Emergency departments (EDs) have been an important focus for HIV prevention efforts, including testing and screening initiatives, and since 2006, efforts to integrate nontargeted HIV screening into EDs have increased, although limited research supports this practice, and it remains unknown if nontargeted opt-out HIV screening, when incorporated into an ED setting, is associated with the identification of patients with HIV infection as a prevention strategy, the authors write.

Dr. Haukoos and colleagues conducted a study to determine whether nontargeted opt-out rapid HIV screening in a high-volume ED was associated with identification of more patients with newly diagnosed HIV infection than physician-directed diagnostic rapid HIV testing. The study included an urban hospital with an approximate annual ED census of 55,000 patient visits. Patients were 16 years or older and capable of providing consent for rapid HIV testing. The interventions included nontargeted opt-out rapid HIV screening and physician-directed diagnostic rapid HIV testing alternated in sequential 4-month time intervals between April 2007 and April 2009.

Of the 28,043 eligible patients included in the opt-out phase, 6,933 patients (25 percent) completed HIV testing (6,702 patients were screened; 231 patients were diagnostically tested). Of the 6,702 patients screened, 10 patients (0.15 percent) had new HIV diagnoses. Of the remaining 21,281 patients who opted out or were opted out by registration personnel, 231 (1 percent) subsequently underwent diagnostic testing and 5 patients (2.2 percent) had new diagnoses.

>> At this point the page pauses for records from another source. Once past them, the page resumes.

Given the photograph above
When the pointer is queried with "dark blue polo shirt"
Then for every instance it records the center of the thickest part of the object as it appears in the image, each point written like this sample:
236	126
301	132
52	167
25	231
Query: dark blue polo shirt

Of the 29,925 eligible patients included in the diagnostic phase, 243 patients (0.8 percent) underwent testing and 4 patients (1.6 percent) had new diagnoses. The overall prevalence of newly detected HIV infection during the opt-out phase (including those diagnostically tested) and during the diagnostic phase was 15 in 28,043 (0.05 percent) and 4 in 29,925 (0.01 percent), respectively.

The authors found that nontargeted opt-out screening was associated with newly identified HIV-infected patients. Most of these patients were identified late in the course of disease and met serological criteria for acquired immunodeficiency syndrome (AIDS) at the time of their diagnoses.

"Nontargeted opt-out rapid HIV screening in conjunction with diagnostic testing was associated with approximately 30 times the number of rapid HIV tests performed, yet only a few more patients were newly identified with HIV infection when compared with diagnostic testing alone," the authors write.